Exercise 1

Part of the course Machine Learning for Materials and Chemistry.

Linear regression is a common technique used in statistics and machine learning to model the relationship between two variables. However, when using linear regression with a small number of data points, the model may be subject to noise and may not accurately capture the underlying pattern in the data. This can result in overfitting, underfitting, or inaccurate predictions.

As more data points are added, the model becomes more accurate and better able to capture the underlying pattern in the data. This is because the addition of more data points provides more information about the relationship between the variables and helps to reduce the impact of noise in the data.

The Theil-Sen regressor is a robust alternative to linear regression that is designed to overcome the issue of noise in small datasets. It uses a method called the "median slope" to estimate the slope of the line that best fits the data, rather than the mean slope used in linear regression.
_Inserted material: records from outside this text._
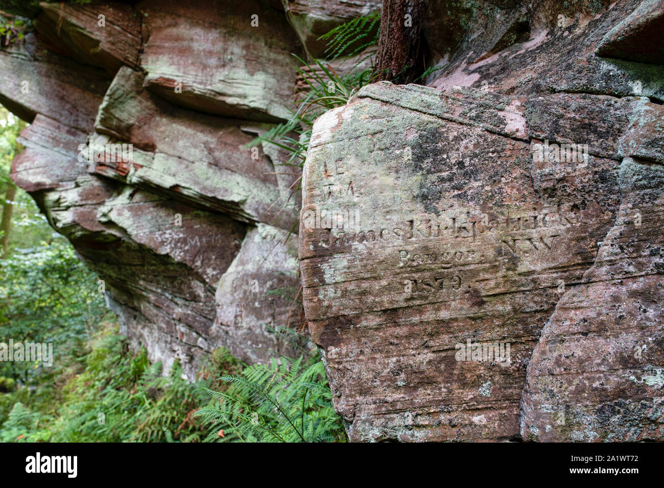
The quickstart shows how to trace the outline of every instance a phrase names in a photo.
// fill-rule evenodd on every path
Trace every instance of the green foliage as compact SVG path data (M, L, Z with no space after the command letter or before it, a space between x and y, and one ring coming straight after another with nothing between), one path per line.
M0 10L17 15L30 18L37 17L41 10L39 2L42 0L0 0ZM58 3L78 3L85 5L92 0L59 0Z
M21 41L32 27L29 21L0 15L0 48Z
M227 351L213 354L206 366L241 365ZM167 376L159 363L149 365L145 350L129 353L126 340L114 329L97 338L86 370L66 386L62 417L54 426L54 440L61 442L199 442L205 436L192 414L209 403L202 378L189 383L175 362ZM209 376L209 373L207 374Z
M23 384L52 377L80 359L84 343L108 314L97 277L68 242L56 240L0 261L0 341L52 343L52 369L0 363L0 374Z
M331 59L339 57L349 48L352 49L349 56L353 55L377 42L376 29L379 23L378 13L359 17L335 27L319 39L329 39L327 50L331 53ZM276 165L301 167L311 137L313 122L323 112L348 103L355 92L370 82L372 70L359 68L364 60L360 60L348 73L340 76L331 66L319 60L314 60L315 66L312 68L308 67L307 62L295 54L293 56L303 66L297 70L305 85L301 92L304 98L299 100L297 110L291 111L292 115L288 122L273 127L244 147L272 144L284 149L288 155L285 160L276 163ZM368 54L368 57L373 56L373 53ZM299 181L296 188L300 188ZM288 202L284 205L287 204ZM290 230L286 240L295 231L297 225Z
M318 40L329 41L325 55L331 59L345 53L347 56L355 56L369 46L378 44L380 25L380 13L374 12L335 27Z
M0 442L42 442L50 439L47 422L51 420L39 412L31 412L17 402L0 428Z
M183 379L175 362L167 376L161 365L150 365L145 350L132 354L127 341L108 326L91 341L84 370L72 376L50 414L33 412L32 401L45 410L47 400L26 394L27 388L0 394L0 440L56 442L195 442L207 435L193 414L212 404L205 388L218 388L222 372L237 374L244 365L225 349L212 352L201 368L201 378ZM52 392L50 393L52 398Z
M345 440L319 360L282 357L220 378L226 392L207 389L216 400L195 415L210 424L206 441L329 442Z

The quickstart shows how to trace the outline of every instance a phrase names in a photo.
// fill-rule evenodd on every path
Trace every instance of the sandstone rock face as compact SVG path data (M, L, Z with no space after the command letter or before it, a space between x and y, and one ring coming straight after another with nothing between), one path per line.
M297 37L264 1L145 0L141 67L170 102L261 122L290 118ZM255 16L255 17L252 17Z
M328 41L319 40L335 27L380 11L376 0L282 0L291 25L310 56L324 58Z
M664 76L594 52L643 4L529 39L509 7L442 91L317 120L303 295L351 440L663 438Z
M0 50L0 100L31 122L12 177L99 274L90 285L122 333L191 378L220 346L251 363L299 355L285 331L303 319L287 238L299 172L247 146L290 116L300 48L284 13L41 7L35 34Z
M380 3L42 3L12 178L166 370L308 325L351 441L662 440L663 3L428 1L426 86L252 147Z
However, as the number of data points increases, the difference between the Theil-Sen regressor and linear regression tends to become smaller, and linear regression can provide accurate results when enough data is available.

We have used this particular regressor to improve Hammett models for reaction barriers.
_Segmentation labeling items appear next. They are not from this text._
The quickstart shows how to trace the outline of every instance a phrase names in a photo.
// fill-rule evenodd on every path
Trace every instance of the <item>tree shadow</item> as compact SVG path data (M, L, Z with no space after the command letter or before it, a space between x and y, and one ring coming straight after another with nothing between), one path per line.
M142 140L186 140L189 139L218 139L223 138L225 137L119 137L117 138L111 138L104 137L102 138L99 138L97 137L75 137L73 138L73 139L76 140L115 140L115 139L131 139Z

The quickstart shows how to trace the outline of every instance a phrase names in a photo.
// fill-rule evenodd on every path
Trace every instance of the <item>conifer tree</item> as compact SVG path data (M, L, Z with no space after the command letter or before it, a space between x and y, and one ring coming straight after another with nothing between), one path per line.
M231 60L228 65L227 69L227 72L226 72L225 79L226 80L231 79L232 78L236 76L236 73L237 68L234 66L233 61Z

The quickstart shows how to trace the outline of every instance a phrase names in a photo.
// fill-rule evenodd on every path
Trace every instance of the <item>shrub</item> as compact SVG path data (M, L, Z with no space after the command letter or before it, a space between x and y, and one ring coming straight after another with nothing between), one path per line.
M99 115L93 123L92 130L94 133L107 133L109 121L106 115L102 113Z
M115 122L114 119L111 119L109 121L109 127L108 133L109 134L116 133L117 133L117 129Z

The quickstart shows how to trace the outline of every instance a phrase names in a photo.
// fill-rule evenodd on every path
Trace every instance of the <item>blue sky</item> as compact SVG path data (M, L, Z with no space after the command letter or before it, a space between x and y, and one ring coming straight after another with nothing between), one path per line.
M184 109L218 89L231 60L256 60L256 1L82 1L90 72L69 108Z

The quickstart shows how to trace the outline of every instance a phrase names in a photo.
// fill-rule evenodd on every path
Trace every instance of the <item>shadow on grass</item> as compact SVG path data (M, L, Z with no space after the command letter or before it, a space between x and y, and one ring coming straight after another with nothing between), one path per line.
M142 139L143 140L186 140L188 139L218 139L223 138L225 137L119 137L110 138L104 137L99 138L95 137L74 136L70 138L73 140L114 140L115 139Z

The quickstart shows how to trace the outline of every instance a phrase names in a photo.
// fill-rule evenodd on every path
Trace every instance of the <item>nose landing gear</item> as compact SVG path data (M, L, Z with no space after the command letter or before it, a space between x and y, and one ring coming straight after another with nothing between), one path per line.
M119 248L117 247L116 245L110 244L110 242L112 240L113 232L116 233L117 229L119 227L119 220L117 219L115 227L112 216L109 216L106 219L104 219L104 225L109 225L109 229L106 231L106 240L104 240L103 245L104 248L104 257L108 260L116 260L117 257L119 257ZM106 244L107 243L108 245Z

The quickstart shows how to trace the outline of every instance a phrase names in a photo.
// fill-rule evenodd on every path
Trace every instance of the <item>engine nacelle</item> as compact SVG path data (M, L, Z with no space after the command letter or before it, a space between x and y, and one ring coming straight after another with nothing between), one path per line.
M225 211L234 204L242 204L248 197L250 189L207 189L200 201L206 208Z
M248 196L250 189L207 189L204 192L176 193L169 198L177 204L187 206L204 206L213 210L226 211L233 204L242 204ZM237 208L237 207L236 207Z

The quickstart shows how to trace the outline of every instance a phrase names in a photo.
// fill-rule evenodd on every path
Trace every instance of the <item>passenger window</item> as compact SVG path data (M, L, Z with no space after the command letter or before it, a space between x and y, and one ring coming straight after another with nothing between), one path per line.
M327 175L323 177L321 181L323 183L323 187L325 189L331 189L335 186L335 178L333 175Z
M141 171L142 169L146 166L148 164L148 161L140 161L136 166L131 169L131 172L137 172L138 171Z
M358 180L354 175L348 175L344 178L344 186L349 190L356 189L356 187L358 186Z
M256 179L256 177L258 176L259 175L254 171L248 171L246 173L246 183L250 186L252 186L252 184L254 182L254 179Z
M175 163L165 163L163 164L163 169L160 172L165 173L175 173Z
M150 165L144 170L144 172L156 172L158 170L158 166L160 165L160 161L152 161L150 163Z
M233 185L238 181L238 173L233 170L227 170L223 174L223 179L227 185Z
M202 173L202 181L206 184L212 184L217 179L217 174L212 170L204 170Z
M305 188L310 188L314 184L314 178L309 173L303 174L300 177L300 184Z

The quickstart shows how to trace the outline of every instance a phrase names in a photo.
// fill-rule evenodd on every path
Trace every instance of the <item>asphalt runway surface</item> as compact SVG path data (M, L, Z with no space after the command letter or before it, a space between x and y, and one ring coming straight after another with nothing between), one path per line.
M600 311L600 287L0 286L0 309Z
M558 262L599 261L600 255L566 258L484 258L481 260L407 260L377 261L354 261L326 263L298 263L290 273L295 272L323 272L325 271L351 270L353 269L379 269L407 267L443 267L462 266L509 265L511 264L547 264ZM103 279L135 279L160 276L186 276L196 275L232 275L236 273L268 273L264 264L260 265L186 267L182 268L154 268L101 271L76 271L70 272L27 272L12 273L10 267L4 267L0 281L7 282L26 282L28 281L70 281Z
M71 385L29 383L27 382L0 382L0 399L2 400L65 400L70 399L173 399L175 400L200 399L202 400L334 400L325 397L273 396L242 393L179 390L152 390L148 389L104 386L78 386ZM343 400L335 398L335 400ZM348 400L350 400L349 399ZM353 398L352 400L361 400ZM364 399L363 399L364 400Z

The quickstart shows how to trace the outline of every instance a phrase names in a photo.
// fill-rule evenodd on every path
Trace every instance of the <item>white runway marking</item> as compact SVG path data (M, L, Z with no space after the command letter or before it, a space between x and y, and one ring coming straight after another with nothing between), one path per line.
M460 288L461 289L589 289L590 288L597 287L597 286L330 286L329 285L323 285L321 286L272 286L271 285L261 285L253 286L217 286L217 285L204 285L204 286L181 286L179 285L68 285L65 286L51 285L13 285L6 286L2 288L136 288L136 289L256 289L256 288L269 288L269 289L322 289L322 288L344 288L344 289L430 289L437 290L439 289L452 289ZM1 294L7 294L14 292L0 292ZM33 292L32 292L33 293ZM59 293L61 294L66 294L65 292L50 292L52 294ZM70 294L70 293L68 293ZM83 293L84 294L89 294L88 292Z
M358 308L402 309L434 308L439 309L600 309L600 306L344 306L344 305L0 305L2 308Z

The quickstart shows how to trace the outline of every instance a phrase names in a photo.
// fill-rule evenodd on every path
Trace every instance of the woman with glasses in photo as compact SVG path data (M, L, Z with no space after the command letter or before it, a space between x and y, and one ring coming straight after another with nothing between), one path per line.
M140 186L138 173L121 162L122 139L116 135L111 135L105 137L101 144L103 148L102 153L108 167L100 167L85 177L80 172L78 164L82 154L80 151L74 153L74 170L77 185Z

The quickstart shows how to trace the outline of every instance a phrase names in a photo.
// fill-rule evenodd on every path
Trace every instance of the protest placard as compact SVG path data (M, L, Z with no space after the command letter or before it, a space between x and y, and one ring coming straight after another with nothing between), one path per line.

Task 1.1: Implementing Linear Regression

Write a Python function randomized_points(n: int) -> Tuple[np.ndarray, np.ndarray] that generates n random points x uniformly distributed over the interval (0, 1) and the corresponding y = a*x + b + epsilon, where a is the slope (a=2), b is the intercept (b=1), and epsilon is the error term that is drawn from a normal distribution with mean 0 and standard deviation 0.2. The function should return two arrays xs and ys, where xs contains the x-coordinates of the n data points and ys contains the corresponding y-coordinates.
Write a Python function linear_regression(xs: np.ndarray, ys: np.ndarray) -> Tuple[float, float] that takes in the arrays xs and ys from the previous step and returns the slope and intercept of a linear regression line that fits the data points.

Task 1.2: Using Theil-Sen Regressor from Scipy

Write a Python function theil_sen(xs: np.ndarray, ys: np.ndarray) -> Tuple[float, float] that performs linear regression using Theil-Sen Regressor from Scipy. The function should take in the arrays xs and ys from Task 1 and return the slope and intercept of the regression line.

Task 1.3: Assessing the Models

Write a Python function predict(xs: np.ndarray, slope: float, intercept: float) -> np.ndarray that takes in the array xs and the slope and intercept of a regression line and returns an array of predicted y-values for the corresponding x-values in xs.
Write a Python function calculate_prediction_error(n: int, xs: np.ndarray, ys: np.ndarray, slope: float, intercept: float) -> Tuple[float, float] that generates n random points in the interval (0, 1) and uses the predict function to estimate the corresponding y-values for each x-value using the slope and intercept of the regression line. The function should then calculate the prediction error by subtracting the true noise-free y-values from the estimated y-values. Finally, the function should return the mean and standard deviation of the prediction error.
Plot the results for the two models using matplotlib.